Concernant le septième moyen.
Considérant que le requérant reproche à l'arrêt une erreur dans l'interprétation de la loi pour violation de la règle de principe en matière de biens et de propriété, en prétendant que le principe des dispositions constitutionnelles est la protection du droit de propriété et que le principe en droit islamique est la protection du bien et son principe, puisque le principe en droit musulman est la préservation par le musulman de son bien et de ne pas l'exposer au morcellement et à la perte, et que, par conséquent, dès lors que la cause de l'acquisition par le demandeur et par son frère du bien indivis est l'héritage, il tire son droit de préemption sur toutes les parts de son père dans la société qui sont échues à ses frères par voie d'héritage et qu'ils ont cédées à l'associé de leur père sans l'avoir notifié de la cession, afin de préserver le principe et le bien et de réaliser l'objectif du législateur, sans compter que, même si la règle de l'égalité entre associés est le principe, il s'agit d'une exception à cette règle juridique applicable au litige présent et pour réaliser la règle de préservation du principe du bien et de son regroupement, toutes les dispositions précédemment soulevées ont été instituées, ce qui nécessite la cassation de l'arrêt attaqué.

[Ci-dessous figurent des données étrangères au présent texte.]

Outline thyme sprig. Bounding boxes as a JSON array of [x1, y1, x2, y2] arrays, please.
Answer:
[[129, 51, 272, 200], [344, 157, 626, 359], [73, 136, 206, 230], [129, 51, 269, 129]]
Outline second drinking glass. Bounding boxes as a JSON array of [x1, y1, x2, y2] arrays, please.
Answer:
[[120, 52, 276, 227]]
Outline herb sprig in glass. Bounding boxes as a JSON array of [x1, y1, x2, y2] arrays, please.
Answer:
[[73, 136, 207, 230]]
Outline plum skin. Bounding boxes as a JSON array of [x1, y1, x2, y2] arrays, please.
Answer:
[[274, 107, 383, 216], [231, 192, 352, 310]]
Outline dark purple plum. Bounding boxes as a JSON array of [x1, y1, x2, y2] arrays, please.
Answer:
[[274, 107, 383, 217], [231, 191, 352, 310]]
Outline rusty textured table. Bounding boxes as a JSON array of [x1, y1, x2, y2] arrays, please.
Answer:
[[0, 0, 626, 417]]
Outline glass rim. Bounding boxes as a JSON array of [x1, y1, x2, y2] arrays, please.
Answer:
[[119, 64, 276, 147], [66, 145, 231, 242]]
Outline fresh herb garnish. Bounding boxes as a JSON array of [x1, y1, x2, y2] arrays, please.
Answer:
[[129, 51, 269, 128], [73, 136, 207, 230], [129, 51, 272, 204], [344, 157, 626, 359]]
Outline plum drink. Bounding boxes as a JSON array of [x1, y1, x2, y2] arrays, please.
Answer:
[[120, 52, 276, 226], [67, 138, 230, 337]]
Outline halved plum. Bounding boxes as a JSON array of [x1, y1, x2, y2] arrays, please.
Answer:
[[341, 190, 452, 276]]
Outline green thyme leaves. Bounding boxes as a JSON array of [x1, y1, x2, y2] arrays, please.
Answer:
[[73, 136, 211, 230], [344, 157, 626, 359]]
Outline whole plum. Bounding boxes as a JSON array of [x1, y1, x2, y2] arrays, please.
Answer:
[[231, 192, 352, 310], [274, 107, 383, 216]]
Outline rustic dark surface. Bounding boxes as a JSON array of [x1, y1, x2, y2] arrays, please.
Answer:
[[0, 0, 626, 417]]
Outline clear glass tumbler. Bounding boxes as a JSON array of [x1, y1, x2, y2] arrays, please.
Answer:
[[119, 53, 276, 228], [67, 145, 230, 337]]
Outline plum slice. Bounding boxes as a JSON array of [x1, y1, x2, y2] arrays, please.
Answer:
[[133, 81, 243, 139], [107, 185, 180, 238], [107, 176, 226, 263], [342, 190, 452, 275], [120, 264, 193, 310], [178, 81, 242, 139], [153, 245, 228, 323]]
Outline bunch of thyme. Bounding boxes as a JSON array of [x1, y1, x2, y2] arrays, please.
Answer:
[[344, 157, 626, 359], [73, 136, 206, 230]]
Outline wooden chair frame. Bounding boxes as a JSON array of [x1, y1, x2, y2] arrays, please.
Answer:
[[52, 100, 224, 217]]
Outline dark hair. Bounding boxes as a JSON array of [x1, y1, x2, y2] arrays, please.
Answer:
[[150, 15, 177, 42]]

Mais attendu que le moyen se borne à énoncer et expliquer un principe constitutionnel et des règles juridiques et doctrinales, sans indiquer en quoi l'arrêt attaqué les aurait violées, il est irrecevable.
Pour ces motifs, la Cour de cassation a rejeté la demande et condamné le demandeur aux dépens.
Et c'est par ces motifs que l'arrêt a été rendu et prononcé en audience publique tenue à la date susmentionnée dans la salle des audiences ordinaires de la Cour de cassation à Rabat, la formation de jugement étant composée de M. Abdelrahman El Messbahi, président, et des conseillers : MM. Abdellah Hanine, rapporteur, et Saâd Farahaoui, Mohamed El Kadiri et Bouchaïb Mataâbad, membres, en présence de M. Rachid Benani, avocat général, et avec l'assistance de Mme Mounia Zaidoun, greffière.